That is what I mean by the Latin code block is the only one 
comes out of the filter at the end.  I think you are more fair at 
recognizing the current discussion direction.

> 
> I think the WG believes that there are three options, and that
> most of its members has eliminated the third from consideration:
> 
> 	(a) Use Nameprep, or something very much like it, which
> 	deals with mappings that are complete (i.e., there is no
> 	controversy about them and no need for examination of
> 	surrounding characters, other context, or language
> 	information to do them properly) and which excludes
> 	characters that are problematic in any context in which
> 	they appear.

I think Nameprep can be extented for a parallel processing 
fashion.  Thus Latin is done, and leave other code blocks open
to be handled by their seperated preprocessing routines.
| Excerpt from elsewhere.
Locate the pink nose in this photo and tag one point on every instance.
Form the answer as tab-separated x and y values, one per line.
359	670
> 	(b) Adopt a very strict "identifier" rule in which
> 	nameprep becomes unnecessary: characters from the
> 	permitted repertoire can be intermixed in any way,
> 	without restrictions, comparisons are made on those
> 	characters only, and the users will somehow learn to
> 	cope with the results.

This has to be used to sequencialize each script group. Thus,
it appears to users that it is a complete, 100% solution at Layer
3, but in IDN they are very strict "identifiers".

> 	
> 	(c) Give it up, keep text labels in the DNS restricted
> 	to the LDH rules, and do _all_ internationalization
> 	"somewhere else".

Yes, this is what I am arguing for. 


> > If you consider IDN is a part of DNS, then the CDN group 
> > say "NO, NO, NO" with force for you and the WG to raise 
> > eyeballs.   And I hope they have accomplished it with 
> > all their protests.
> 
> I fear not.  Many of us were fully aware of the problems, and
> very concerned about them, before now, and even before Salt Lake
> City.    For some of us, the protests have been successful only
> in taking up time that should have gone into the "above DNS"
> work.  For others, they have distracted from the effort to
> carefully review and adjust the details of what nameprep should
> be doing in areas where it can constitute a nearly-100%
> solution. And, as I have suggested above and elsewhere, they
> have led many people to the conclusion (whether correct or
> incorrect) that the real goal of the CDNC protest was to disrupt
> the work of the WG without offering real alternatives or a way
> forward.
> 
> > If you consider IDN is above DNS then you are agreeing 
> > with CDN group. 
> 
> As I trust you know, I have been suggesting that much critical
> IDN work will have to be done "above DNS" since before either
> the WG or MINC got started.  But to agree on that principle does
> not necessarily imply agreement on details of what the WG should
> do.
> 
> > If you admit that you are not an expert in dealing with 
> > Han charaters processing then you should give a good 
> > and hard study regarding what they have been saying 
> > all along.
> > 
> > If you are understand what Xiang Deng is saying then 
> > don't introduce political arguements.  It doesn't help the 
> > communication at all. 
> 
> I didn't raise any political arguments in the note of mine that
> you quoted, nor did I use that word.  "Policy" issues and
> decisions are another matter entirely.   And, while I assume
> neither you nor Xiang Deng did so either, I didn't set off the
> letter-writing campaign.
> 
> regards,
>     john

I think the last part of our conversation shows the difference
resulted from previous technical issues.  I shall be silent 
to futher them.

Regards,

Liana